Timeline deep dive (5-10 minutes). Open the device timeline. Filter to 30 minutes before the alert through 2 hours after. Look for file drops to temp directories, network connections to external IPs, registry modifications establishing persistence (Run keys, scheduled tasks, services), and logon events from other devices indicating lateral movement.
Collect and contain (1 minute). If evidence confirms compromise: collect the investigation package, then isolate the device. If the alert involves a compromised user account, apply Contain user to prevent credential reuse on other endpoints.
Entity investigation (5-10 minutes). Pivot from the device to entity pages. Check the file hash across the tenant. Check the C2 IP: which other devices communicated with it? Check the user: which other devices did they log on to during the attack window? Each pivot either expands or narrows the incident scope.
Advanced Hunting (10-15 minutes). Write KQL queries against DeviceProcessEvents, DeviceNetworkEvents, and DeviceFileEvents to build the complete attack narrative. The timeline shows individual events; KQL aggregates them into patterns. A single timeline event shows one PowerShell connection to an external IP. A KQL query across DeviceNetworkEvents reveals 847 connections from that process to the same IP across 3 devices over 6 days, confirming automated C2 beaconing rather than manual operator access.

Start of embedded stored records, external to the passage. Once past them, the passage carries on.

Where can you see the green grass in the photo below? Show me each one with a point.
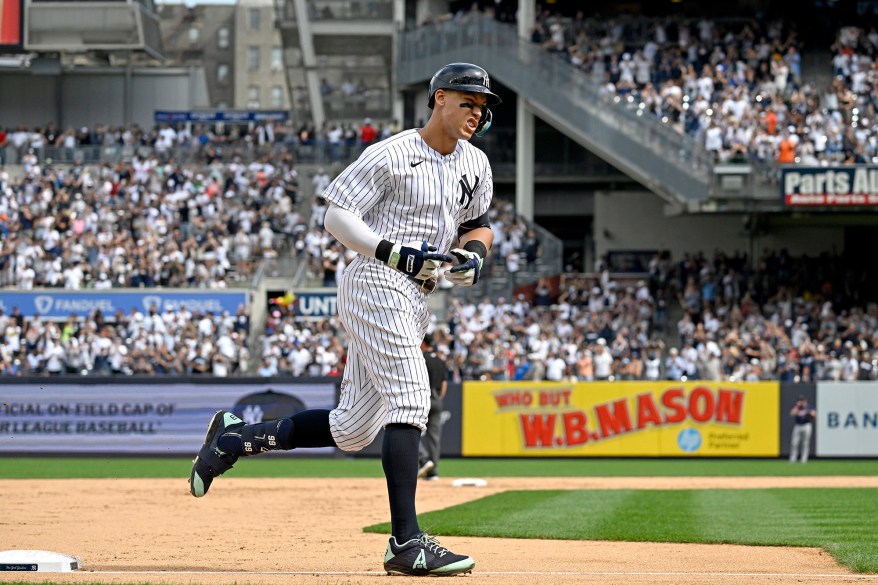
(112, 467)
(839, 520)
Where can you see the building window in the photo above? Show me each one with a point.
(222, 38)
(277, 96)
(253, 58)
(277, 58)
(253, 97)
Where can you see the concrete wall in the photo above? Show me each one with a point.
(636, 221)
(87, 98)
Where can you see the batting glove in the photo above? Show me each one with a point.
(469, 265)
(417, 259)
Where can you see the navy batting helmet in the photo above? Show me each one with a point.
(465, 77)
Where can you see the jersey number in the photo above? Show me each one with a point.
(466, 192)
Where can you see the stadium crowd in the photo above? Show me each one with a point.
(171, 342)
(790, 319)
(187, 143)
(737, 87)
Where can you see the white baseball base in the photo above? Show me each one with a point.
(469, 482)
(38, 560)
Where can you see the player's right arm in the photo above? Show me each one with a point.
(351, 195)
(415, 259)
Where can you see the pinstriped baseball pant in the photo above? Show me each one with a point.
(385, 380)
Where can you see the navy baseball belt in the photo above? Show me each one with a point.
(427, 286)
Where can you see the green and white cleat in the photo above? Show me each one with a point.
(211, 462)
(424, 556)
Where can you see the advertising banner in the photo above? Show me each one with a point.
(316, 303)
(847, 419)
(829, 186)
(59, 304)
(11, 19)
(158, 418)
(642, 419)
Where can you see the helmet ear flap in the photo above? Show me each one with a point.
(484, 122)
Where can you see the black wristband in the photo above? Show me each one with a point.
(382, 252)
(478, 247)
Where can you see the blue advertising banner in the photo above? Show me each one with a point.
(157, 417)
(231, 116)
(316, 303)
(60, 304)
(829, 186)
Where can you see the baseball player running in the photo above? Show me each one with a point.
(400, 206)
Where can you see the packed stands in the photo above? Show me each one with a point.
(736, 86)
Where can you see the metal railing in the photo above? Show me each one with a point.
(671, 164)
(318, 152)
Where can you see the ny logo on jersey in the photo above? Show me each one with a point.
(466, 192)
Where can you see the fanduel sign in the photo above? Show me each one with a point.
(59, 305)
(843, 186)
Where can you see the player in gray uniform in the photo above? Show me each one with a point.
(401, 206)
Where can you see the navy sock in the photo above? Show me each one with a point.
(399, 457)
(311, 429)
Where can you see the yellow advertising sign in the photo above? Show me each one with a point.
(646, 419)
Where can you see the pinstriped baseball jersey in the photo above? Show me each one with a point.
(404, 191)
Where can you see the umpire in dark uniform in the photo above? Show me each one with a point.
(431, 440)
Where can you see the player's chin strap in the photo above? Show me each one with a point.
(484, 122)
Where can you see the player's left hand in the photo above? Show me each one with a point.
(469, 266)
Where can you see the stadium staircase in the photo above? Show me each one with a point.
(673, 166)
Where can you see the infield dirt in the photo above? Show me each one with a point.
(138, 531)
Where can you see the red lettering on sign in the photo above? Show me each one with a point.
(555, 398)
(575, 429)
(613, 418)
(507, 399)
(673, 400)
(538, 429)
(701, 404)
(729, 406)
(647, 411)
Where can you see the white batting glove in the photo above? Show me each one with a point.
(417, 259)
(469, 266)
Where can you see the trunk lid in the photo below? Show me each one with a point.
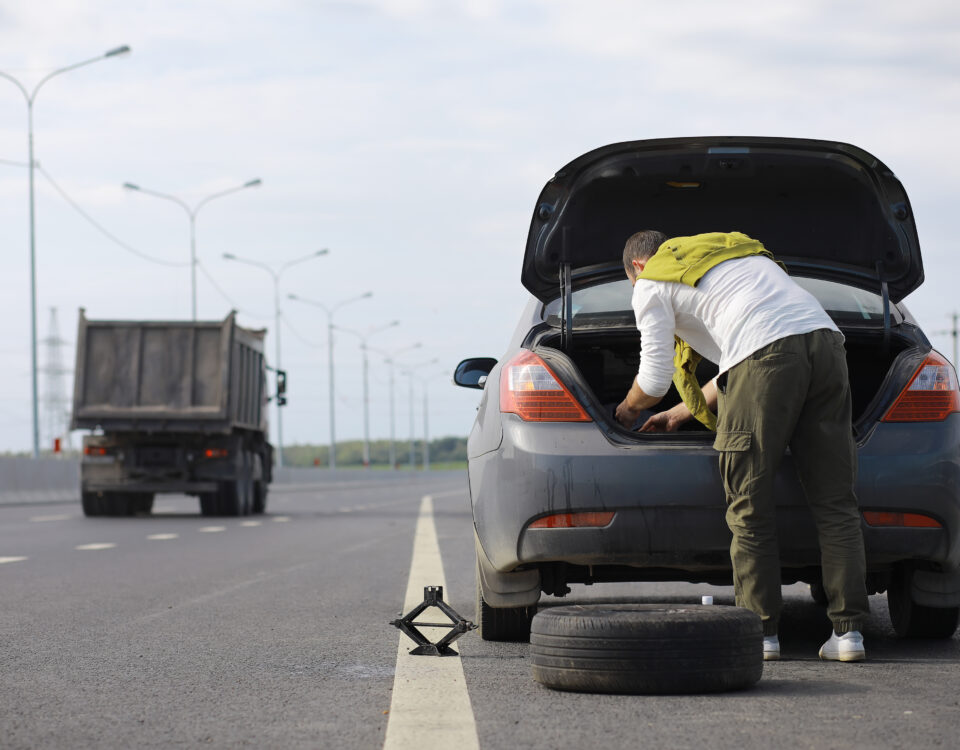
(825, 209)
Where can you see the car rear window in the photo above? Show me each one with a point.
(611, 301)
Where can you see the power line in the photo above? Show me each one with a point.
(103, 230)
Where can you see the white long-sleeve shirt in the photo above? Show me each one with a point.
(738, 307)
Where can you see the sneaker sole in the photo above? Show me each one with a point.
(854, 656)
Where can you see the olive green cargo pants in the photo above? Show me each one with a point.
(794, 392)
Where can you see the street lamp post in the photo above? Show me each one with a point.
(330, 311)
(389, 360)
(366, 382)
(192, 213)
(275, 274)
(409, 372)
(30, 96)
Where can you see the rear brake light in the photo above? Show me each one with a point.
(574, 520)
(930, 395)
(912, 520)
(529, 389)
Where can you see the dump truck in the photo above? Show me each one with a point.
(173, 407)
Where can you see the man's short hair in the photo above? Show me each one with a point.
(641, 246)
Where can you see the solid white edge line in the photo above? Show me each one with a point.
(430, 707)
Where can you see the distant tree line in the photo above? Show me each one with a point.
(443, 451)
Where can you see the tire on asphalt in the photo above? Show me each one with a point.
(646, 648)
(259, 497)
(502, 623)
(912, 620)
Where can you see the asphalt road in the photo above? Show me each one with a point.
(272, 632)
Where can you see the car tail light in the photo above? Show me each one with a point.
(930, 396)
(911, 520)
(595, 519)
(529, 389)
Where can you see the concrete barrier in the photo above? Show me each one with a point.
(39, 480)
(25, 480)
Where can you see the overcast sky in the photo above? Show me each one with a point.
(411, 138)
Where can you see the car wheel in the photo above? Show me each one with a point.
(91, 504)
(503, 623)
(912, 620)
(818, 594)
(259, 497)
(646, 648)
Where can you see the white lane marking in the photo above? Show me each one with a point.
(423, 684)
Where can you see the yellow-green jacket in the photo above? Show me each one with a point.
(686, 260)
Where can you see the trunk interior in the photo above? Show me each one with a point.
(608, 361)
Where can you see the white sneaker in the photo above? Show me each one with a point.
(771, 648)
(846, 647)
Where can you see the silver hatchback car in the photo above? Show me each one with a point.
(562, 494)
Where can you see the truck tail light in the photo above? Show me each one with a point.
(911, 520)
(930, 395)
(586, 519)
(529, 389)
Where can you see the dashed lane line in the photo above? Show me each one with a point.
(424, 684)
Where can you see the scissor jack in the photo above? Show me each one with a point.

Document and escalate (5 minutes). Update the incident with findings: the attack chain, affected devices and users, containment actions taken, remaining investigation steps. If scope exceeds a single device, escalate to Tier 2 or the incident commander.
Security Operations Principle
Collect before you isolate. The investigation package captures live network connections, running processes, DNS cache, and active sessions. Isolation drops all connections immediately. Once isolated, volatile evidence is gone: C2 connections close, in-memory processes may terminate, network state resets. Collect first, isolate second, investigate while the package downloads.